Zum Durchhärten langen zylindrischen Härtegutes mit Vollprofil sind zur Zeit in der Fachwelt vertikal arbeitende Härteanlagen allgemein bekannt. In ihnen wird das Härtegut am oberen Ende in eine geeignete Vorrichtung eingespannt und mit einer Hubvorrichtung durch eine induktive Erwärmungseinrichtung, in der Erwärmung auf Härtetemperatur erfolgt, in ein unmittelbar darunter befindliches Wasserbad abgesenkt und dabei abgeschreckt. Zur Einschränkung von Harteverzug erfolgt auch ein beidseitiges Einspannen des Härtegutes, wobei eine Längsspannung auf das Härtegut übertragen wird.
Die Nachteile dieser Anlage liegen in ihrer Bauhöhe, durch die die Länge des Härtegutes begrenzt wird und die zu ihrer Realisierung hohe ökonomische Aufwendungen erfordert.
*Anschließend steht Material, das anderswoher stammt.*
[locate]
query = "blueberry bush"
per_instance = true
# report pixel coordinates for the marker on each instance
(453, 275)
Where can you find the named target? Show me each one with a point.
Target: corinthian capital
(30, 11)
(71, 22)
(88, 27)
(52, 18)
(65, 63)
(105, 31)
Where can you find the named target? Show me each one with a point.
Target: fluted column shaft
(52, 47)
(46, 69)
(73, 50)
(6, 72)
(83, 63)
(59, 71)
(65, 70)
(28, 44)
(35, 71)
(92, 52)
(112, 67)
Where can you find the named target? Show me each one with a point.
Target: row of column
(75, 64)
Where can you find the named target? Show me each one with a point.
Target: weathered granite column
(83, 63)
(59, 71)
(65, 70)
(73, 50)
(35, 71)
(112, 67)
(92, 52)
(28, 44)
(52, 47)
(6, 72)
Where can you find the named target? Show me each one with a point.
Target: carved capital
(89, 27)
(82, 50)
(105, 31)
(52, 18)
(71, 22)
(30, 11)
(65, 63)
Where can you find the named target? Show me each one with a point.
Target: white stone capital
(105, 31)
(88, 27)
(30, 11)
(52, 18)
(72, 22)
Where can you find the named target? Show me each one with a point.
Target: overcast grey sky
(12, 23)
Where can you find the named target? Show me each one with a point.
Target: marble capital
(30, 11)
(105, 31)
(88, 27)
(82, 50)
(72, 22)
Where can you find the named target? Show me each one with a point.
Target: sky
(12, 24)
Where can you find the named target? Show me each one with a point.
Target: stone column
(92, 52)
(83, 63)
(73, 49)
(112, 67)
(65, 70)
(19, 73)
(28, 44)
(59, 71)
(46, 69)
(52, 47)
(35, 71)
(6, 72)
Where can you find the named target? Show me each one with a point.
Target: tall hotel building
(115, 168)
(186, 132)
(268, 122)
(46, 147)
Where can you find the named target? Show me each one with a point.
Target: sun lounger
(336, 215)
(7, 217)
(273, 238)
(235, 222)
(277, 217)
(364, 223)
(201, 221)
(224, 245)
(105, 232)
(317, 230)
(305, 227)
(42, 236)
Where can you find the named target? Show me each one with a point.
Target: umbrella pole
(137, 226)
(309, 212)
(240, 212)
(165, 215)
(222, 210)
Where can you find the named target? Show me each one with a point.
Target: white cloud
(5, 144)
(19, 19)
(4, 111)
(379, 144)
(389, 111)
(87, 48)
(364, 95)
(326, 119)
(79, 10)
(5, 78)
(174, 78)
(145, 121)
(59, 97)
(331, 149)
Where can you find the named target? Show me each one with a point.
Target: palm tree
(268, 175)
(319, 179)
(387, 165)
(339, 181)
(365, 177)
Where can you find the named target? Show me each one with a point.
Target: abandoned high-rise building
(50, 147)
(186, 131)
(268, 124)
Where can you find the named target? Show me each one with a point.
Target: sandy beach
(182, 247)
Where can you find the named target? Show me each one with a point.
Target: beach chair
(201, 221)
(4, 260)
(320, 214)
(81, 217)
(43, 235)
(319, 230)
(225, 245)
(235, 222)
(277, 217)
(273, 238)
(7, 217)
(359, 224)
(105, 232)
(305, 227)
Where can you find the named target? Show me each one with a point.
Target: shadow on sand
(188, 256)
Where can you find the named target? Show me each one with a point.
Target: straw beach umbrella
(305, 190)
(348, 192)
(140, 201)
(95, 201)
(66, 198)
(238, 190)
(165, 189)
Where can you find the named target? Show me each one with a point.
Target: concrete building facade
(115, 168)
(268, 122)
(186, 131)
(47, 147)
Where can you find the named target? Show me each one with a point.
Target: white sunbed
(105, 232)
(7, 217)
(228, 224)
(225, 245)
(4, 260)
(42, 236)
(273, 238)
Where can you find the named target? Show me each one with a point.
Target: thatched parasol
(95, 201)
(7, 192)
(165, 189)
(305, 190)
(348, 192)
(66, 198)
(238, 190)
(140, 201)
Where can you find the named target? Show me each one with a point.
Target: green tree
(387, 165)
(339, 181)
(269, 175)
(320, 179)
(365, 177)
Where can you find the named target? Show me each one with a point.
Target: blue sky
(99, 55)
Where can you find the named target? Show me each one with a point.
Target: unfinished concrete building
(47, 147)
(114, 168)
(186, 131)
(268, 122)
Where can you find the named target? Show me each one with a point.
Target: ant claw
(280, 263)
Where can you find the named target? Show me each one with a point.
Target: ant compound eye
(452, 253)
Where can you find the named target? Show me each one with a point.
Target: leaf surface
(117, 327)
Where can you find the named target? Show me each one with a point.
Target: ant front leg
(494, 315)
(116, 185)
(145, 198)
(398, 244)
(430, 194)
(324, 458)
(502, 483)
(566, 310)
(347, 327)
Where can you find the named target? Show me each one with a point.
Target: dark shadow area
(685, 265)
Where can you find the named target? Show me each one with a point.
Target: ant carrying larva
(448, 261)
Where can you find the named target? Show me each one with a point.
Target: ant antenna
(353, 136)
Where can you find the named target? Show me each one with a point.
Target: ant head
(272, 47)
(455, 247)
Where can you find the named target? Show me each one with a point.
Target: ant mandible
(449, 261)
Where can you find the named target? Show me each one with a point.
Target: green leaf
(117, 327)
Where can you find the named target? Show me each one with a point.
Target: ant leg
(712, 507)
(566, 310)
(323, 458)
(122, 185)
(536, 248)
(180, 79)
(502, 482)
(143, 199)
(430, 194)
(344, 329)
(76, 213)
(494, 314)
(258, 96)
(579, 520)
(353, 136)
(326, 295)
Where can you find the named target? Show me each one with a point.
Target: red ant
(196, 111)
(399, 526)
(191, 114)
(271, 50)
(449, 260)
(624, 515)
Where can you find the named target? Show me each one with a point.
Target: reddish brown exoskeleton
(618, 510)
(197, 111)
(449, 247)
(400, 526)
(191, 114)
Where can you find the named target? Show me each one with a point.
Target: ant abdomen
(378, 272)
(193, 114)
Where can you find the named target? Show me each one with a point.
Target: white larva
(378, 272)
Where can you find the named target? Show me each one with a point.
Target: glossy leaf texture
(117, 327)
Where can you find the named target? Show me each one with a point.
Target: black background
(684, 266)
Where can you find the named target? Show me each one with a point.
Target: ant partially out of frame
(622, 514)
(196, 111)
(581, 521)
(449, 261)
Außerdem bleiben die eingespannten Enden des Härtegutes unbehandelt. Dadurch wird die Benutzbarkeit des Härtegutes eingeschränkt. Es macht sich ein Abtrennen der ungehärteten Härtegutenden erforderlich. Das bedeutet erhöhte Aufwendungen und Materialverluste.
Ein weiterer Nachteil ist die geringe Durchsatzleistung dieser Vorrichtung, die durch die Einzelbearbeitung jedes Härtegutstückes, insbesondere den Transport zur Vorrichtung, das Einspannen und den Rücktransport aus dem Abschreckbad, bedingt ist. Bei langem und schwerem Härtegut wird für die Transportarbeiten ein Hebezeug benötigt.
In der SU-PS 954 445 wird ein Vorschlag für das Oberflächenhärten langen zylindrischen Härtegutes unterbreitet, die die genannten Nachteile teilweise vermeidet. Das Härten erfolgt hier in horizontaler Lage des Härtegutes. Das Härtegut wird dazu durch ein induktive Erwärmungsvorrichtung zur Erwärmung auf Härtetemperatur, durch eine Richtvorrichtung, durch eine Abschreckvorrichtung und durch eine induktive Erwärmungsvorrichtung, die das Härtegut auf Anlaßtemperatur erwärmt, hindurchgefühlt. Diese Vorrichtungen sind unmittelbar hintereinander in einem gemeinsamen Gehäuse angeordnet. Dahinter befindet sich eine Spannvorrichtung, in die das Härtegutende eingeführt wird und die das Härtegut in Drehung versetzt Durch Führen des Gehäuses mit den darin befindlichen Vorrichtungen von der Einspannvorrichtung bis zum anderen Ende des Härtegutes erfolgt der Härtevorgang. Das Drehen des Härtegutes unterstützt dabei die Richtvorrichtung in ihrer Wirkung. Die Durchsatzleistung dieser Anlage ist jedoch auch niedrig, weil auch hier eine Einzelbearbeitung erfolgt hinsichtlich Zuführung des Härtegutes zur Härtevorrichtung und Einspannen. Das Härten und Anlassen kann außerdem nur in einer Richtung erfolgen, d. h., das Gehäuse mit den darin befindlichen Vorrichtungen fahrt nach dem Härten eines Härtegutstückes leer in Ausgangsstellung zurück. Außerdem bleibt das Härtegutende, an dem der Härtevorgang beginnt, über eine größere Länge unbehandelt. Eine Übertragung dieses Vorschlages auf das Durchhärten langen zylindrischen Härtegutes ist damit nicht möglich.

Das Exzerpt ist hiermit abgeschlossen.